Thomas Aquinas is best known for two things:

His monumental theological and philosophical work, the Summa Theologica, covers almost every principal doctrine and dogma of his era. What St. Augustine and St. Bonaventure were able to do with the philosophy of Plato regarding Catholic Theology, St. Thomas Aquinas was able to do with Aristotle. (Philosophy has been called the handmaiden of theology because you need a solid philosophical foundation in order to understand the theological teachings connected to it.) The Catechism of the Catholic Church has numerous references to the Summa some 800 years later.

He composed hymns and prayers for Corpus Christi at the request of the pope, and he wrote Pange Lingua, Adoro te Devote, O Salutaris Hostia, and Tantum Ergo, which is often sung at Benediction.
He died while on the way to the Second Council of Lyons, where he was to appear as a peritus (expert).

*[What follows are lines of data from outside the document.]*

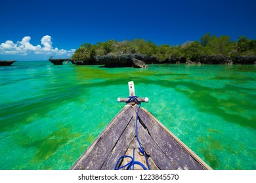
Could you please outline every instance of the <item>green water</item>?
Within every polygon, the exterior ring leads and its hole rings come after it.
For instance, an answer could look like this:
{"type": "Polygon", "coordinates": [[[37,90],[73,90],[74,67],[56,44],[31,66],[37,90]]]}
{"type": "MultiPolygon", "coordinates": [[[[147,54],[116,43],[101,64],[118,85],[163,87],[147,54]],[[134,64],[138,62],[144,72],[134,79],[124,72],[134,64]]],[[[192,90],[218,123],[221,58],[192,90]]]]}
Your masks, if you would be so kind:
{"type": "Polygon", "coordinates": [[[256,169],[256,67],[0,67],[0,169],[68,169],[124,104],[142,107],[214,169],[256,169]]]}

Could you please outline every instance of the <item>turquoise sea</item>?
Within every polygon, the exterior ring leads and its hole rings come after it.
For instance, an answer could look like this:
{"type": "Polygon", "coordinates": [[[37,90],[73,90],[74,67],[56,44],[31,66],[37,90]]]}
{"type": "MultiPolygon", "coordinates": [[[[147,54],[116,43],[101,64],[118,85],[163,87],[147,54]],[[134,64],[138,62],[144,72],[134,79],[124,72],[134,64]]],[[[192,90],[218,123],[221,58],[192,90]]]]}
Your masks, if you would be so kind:
{"type": "Polygon", "coordinates": [[[68,169],[129,95],[213,169],[256,169],[256,66],[0,67],[0,169],[68,169]]]}

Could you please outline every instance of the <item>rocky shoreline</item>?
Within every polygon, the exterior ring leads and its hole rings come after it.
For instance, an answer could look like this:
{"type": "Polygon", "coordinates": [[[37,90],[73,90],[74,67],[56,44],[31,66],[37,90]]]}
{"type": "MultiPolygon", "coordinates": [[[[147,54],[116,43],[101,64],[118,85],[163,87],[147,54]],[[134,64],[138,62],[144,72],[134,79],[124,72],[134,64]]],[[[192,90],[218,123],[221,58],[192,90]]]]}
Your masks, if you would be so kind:
{"type": "Polygon", "coordinates": [[[227,57],[223,55],[200,56],[191,59],[184,57],[171,56],[165,60],[160,60],[155,56],[148,57],[146,54],[113,54],[96,56],[83,61],[72,59],[49,59],[54,65],[62,65],[64,61],[70,61],[77,65],[104,65],[106,67],[133,67],[146,68],[147,64],[185,63],[188,65],[201,64],[256,64],[256,56],[238,56],[227,57]]]}
{"type": "Polygon", "coordinates": [[[10,66],[16,60],[0,60],[0,66],[10,66]]]}

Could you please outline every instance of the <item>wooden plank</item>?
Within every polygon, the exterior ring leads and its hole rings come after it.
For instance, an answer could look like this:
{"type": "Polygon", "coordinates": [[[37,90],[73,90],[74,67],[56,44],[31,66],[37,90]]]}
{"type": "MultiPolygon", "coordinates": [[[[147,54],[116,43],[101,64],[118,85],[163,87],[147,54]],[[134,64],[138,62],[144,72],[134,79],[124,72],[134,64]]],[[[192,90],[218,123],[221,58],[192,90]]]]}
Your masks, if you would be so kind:
{"type": "Polygon", "coordinates": [[[149,155],[155,164],[161,170],[173,170],[175,167],[171,161],[151,138],[140,123],[138,122],[139,138],[146,154],[149,155]]]}
{"type": "Polygon", "coordinates": [[[139,118],[160,148],[177,169],[211,169],[194,152],[170,132],[146,109],[140,110],[139,118]]]}
{"type": "Polygon", "coordinates": [[[116,116],[72,169],[100,169],[133,117],[131,105],[116,116]]]}
{"type": "Polygon", "coordinates": [[[118,158],[125,154],[129,144],[135,136],[135,126],[134,121],[134,118],[130,121],[123,133],[120,137],[118,142],[105,161],[101,169],[114,169],[118,158]]]}

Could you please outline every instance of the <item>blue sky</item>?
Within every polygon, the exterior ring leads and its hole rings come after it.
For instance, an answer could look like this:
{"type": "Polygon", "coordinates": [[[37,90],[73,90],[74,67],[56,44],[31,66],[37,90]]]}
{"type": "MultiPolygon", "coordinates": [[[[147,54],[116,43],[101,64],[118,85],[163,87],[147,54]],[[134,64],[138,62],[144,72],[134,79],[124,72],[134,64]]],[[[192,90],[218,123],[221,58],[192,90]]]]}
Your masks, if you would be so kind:
{"type": "Polygon", "coordinates": [[[256,1],[1,0],[0,59],[70,57],[85,42],[256,39],[256,1]]]}

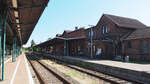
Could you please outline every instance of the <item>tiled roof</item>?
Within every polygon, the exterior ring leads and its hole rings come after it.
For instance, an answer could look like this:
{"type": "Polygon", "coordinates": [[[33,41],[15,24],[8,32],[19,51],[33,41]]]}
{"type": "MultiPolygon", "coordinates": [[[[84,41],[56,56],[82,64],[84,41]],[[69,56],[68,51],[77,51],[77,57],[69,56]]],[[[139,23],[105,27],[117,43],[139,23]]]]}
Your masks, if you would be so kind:
{"type": "Polygon", "coordinates": [[[146,27],[146,25],[144,25],[142,22],[140,22],[136,19],[120,17],[120,16],[115,16],[115,15],[109,15],[109,14],[104,14],[104,16],[106,16],[108,19],[110,19],[112,22],[114,22],[119,27],[135,28],[135,29],[140,29],[140,28],[146,27]]]}
{"type": "Polygon", "coordinates": [[[65,32],[66,32],[66,33],[70,33],[70,32],[72,32],[72,31],[71,31],[71,30],[65,30],[65,32]]]}
{"type": "Polygon", "coordinates": [[[126,40],[150,38],[150,28],[137,29],[126,40]]]}
{"type": "Polygon", "coordinates": [[[62,36],[62,34],[56,34],[56,36],[62,36]]]}

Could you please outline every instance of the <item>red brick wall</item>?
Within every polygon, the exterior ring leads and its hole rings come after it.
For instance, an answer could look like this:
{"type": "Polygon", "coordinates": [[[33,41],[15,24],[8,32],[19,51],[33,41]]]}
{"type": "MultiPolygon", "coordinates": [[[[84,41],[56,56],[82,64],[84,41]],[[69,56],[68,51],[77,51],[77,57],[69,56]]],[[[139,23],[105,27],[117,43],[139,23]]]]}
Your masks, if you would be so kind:
{"type": "Polygon", "coordinates": [[[124,42],[125,53],[134,60],[150,60],[150,39],[128,40],[124,42]],[[148,41],[148,53],[142,53],[142,40],[148,41]],[[128,48],[128,42],[131,42],[132,47],[128,48]]]}
{"type": "Polygon", "coordinates": [[[78,29],[73,32],[68,33],[67,38],[74,38],[74,37],[82,37],[85,36],[85,29],[78,29]]]}

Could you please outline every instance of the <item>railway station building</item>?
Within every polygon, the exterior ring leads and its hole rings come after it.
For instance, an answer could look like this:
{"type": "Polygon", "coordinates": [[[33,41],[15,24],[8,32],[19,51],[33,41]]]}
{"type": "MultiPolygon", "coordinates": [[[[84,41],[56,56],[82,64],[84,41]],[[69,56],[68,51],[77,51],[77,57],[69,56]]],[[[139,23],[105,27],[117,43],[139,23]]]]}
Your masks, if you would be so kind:
{"type": "Polygon", "coordinates": [[[103,14],[96,26],[65,30],[47,41],[47,45],[54,46],[56,55],[97,58],[96,53],[101,49],[98,58],[102,59],[128,55],[133,60],[150,60],[149,31],[149,27],[136,19],[103,14]]]}
{"type": "Polygon", "coordinates": [[[12,62],[15,62],[20,56],[23,44],[27,43],[48,2],[49,0],[0,0],[0,80],[7,78],[5,59],[10,56],[12,62]]]}

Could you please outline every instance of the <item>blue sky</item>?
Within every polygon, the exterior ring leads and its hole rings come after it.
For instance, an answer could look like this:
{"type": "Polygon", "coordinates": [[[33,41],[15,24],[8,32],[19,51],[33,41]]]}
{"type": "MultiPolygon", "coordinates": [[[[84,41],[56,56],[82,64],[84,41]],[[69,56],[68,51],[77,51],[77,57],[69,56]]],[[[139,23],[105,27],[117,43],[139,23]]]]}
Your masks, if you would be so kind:
{"type": "Polygon", "coordinates": [[[28,43],[53,38],[75,26],[96,25],[102,14],[135,18],[150,26],[150,0],[50,0],[28,43]]]}

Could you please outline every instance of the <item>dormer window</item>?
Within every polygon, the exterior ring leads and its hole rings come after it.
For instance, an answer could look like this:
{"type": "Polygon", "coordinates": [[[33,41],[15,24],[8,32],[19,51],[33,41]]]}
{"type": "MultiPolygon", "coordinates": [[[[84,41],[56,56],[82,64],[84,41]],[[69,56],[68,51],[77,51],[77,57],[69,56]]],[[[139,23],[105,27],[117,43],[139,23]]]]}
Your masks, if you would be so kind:
{"type": "Polygon", "coordinates": [[[107,25],[103,25],[102,26],[102,34],[108,33],[108,26],[107,25]]]}

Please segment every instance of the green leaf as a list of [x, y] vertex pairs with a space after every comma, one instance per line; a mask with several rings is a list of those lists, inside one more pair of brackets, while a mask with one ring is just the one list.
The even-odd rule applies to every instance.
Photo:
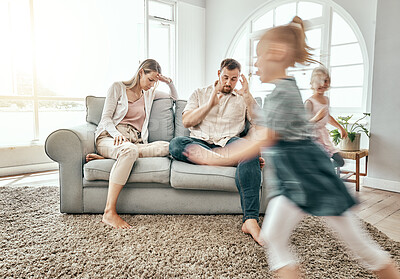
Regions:
[[347, 133], [347, 136], [349, 137], [349, 140], [351, 142], [353, 142], [354, 139], [356, 138], [356, 133], [355, 132], [349, 132], [349, 133]]
[[335, 145], [338, 145], [340, 142], [340, 133], [338, 129], [330, 131], [330, 135], [332, 137], [332, 141], [335, 143]]

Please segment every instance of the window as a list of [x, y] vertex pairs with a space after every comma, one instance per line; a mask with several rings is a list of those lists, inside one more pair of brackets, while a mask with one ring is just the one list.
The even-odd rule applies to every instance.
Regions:
[[174, 78], [174, 34], [174, 2], [0, 1], [0, 146], [82, 123], [85, 96], [105, 96], [146, 57]]
[[[330, 70], [332, 82], [327, 95], [332, 113], [365, 112], [368, 59], [364, 40], [351, 17], [326, 1], [290, 1], [285, 4], [273, 1], [242, 26], [228, 49], [227, 57], [245, 65], [243, 70], [250, 76], [253, 95], [263, 97], [274, 88], [262, 84], [254, 75], [258, 40], [266, 30], [289, 23], [295, 15], [305, 21], [307, 41], [314, 49], [314, 58]], [[312, 94], [311, 72], [318, 65], [296, 66], [289, 69], [288, 74], [296, 78], [305, 100]]]

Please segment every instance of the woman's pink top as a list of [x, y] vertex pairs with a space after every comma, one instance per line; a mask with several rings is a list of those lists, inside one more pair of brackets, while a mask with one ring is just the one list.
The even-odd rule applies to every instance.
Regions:
[[142, 96], [135, 102], [128, 101], [128, 112], [120, 123], [130, 124], [141, 132], [145, 118], [146, 111], [144, 110], [144, 98]]
[[[327, 99], [326, 104], [321, 104], [312, 97], [306, 100], [306, 102], [310, 101], [312, 104], [311, 113], [313, 116], [316, 115], [318, 111], [320, 111], [324, 107], [326, 107], [329, 111], [329, 99], [328, 98], [326, 99]], [[327, 113], [325, 117], [322, 118], [320, 121], [315, 122], [314, 131], [315, 131], [316, 141], [324, 147], [326, 152], [331, 157], [334, 153], [338, 152], [339, 150], [333, 145], [331, 141], [329, 131], [326, 128], [326, 124], [328, 124], [328, 122], [329, 122], [329, 113]]]

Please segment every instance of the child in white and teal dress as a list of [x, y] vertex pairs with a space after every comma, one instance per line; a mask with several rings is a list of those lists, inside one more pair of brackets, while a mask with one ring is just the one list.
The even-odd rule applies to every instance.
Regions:
[[333, 159], [336, 167], [343, 167], [344, 160], [339, 150], [333, 145], [326, 128], [329, 123], [339, 130], [341, 138], [347, 137], [346, 130], [329, 113], [329, 98], [325, 96], [325, 92], [331, 85], [328, 69], [322, 66], [315, 68], [311, 74], [310, 84], [313, 95], [304, 102], [304, 106], [312, 115], [310, 122], [314, 124], [315, 140]]
[[281, 278], [300, 276], [288, 244], [306, 215], [323, 216], [352, 254], [379, 278], [400, 278], [390, 255], [354, 220], [350, 208], [356, 201], [335, 174], [326, 152], [311, 139], [312, 124], [296, 81], [286, 75], [295, 63], [313, 61], [308, 50], [300, 18], [268, 30], [257, 45], [256, 74], [276, 88], [265, 99], [263, 117], [252, 139], [211, 151], [190, 145], [185, 155], [197, 164], [232, 165], [269, 147], [267, 163], [272, 163], [268, 167], [275, 175], [266, 179], [275, 190], [270, 192], [260, 237], [265, 241], [270, 269]]

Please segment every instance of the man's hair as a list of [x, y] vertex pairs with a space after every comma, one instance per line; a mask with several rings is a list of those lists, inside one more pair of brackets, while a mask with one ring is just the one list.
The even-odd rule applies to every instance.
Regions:
[[240, 63], [232, 58], [226, 58], [221, 62], [220, 71], [222, 71], [223, 68], [227, 68], [228, 70], [239, 69], [239, 72], [241, 72], [242, 70], [242, 66], [240, 66]]

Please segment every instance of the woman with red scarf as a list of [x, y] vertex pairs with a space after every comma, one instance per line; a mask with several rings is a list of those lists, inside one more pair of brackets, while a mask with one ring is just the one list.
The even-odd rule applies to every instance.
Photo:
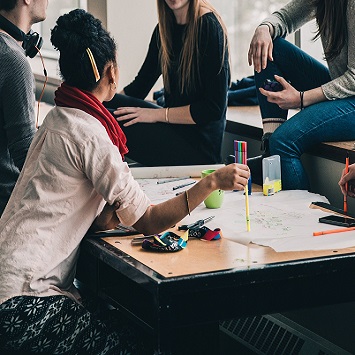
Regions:
[[[116, 92], [116, 46], [84, 10], [61, 16], [51, 41], [64, 79], [0, 219], [0, 352], [147, 354], [127, 330], [84, 308], [73, 286], [88, 229], [176, 224], [213, 190], [241, 190], [248, 167], [231, 164], [158, 205], [123, 162], [126, 138], [102, 105]], [[139, 333], [136, 333], [136, 335]]]

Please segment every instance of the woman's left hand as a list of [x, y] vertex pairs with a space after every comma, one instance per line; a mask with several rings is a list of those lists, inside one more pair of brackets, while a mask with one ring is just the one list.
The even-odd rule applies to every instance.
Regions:
[[267, 97], [267, 101], [278, 105], [283, 110], [299, 108], [301, 105], [299, 91], [297, 91], [283, 77], [275, 75], [275, 79], [282, 85], [282, 91], [272, 92], [259, 88], [259, 91]]
[[165, 119], [165, 109], [119, 107], [114, 111], [118, 122], [127, 121], [123, 126], [128, 127], [135, 123], [156, 123]]

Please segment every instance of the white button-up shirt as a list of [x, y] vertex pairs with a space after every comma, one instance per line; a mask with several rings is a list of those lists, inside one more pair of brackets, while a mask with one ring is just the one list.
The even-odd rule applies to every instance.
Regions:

St. Patrick of Ireland (387–481)
There are many stories surrounding the origin of St. Patrick. The most credible says that he was born in Britain during Roman occupation and was a Roman citizen. His father was a deacon, and his grandfather was a priest in the Catholic Church. Much of what we know about Patrick we get from his autobiography, The Confessions. At 16 years of age, he was abducted by pirates and taken to Ireland as a slave. The Celtic pagan tribes who lived in Ireland were Druids. After several years he escaped and returned to Britain, but with a love for the people of Ireland.

Patrick did not follow in his dad’s footsteps and become a Roman soldier. He felt called to serve the Lord and His Church by being ordained a priest. He went back to Ireland to convert the people who had originally kidnapped him. While there, he became a bishop and was very successful in replacing paganism with Christianity.

Legend has it that he explained the mystery of the Holy Trinity (Three Persons in One God, Father, Son and Holy Spirit) to the Irish king by using a shamrock. Folklore also has him driving out all the snakes from Ireland.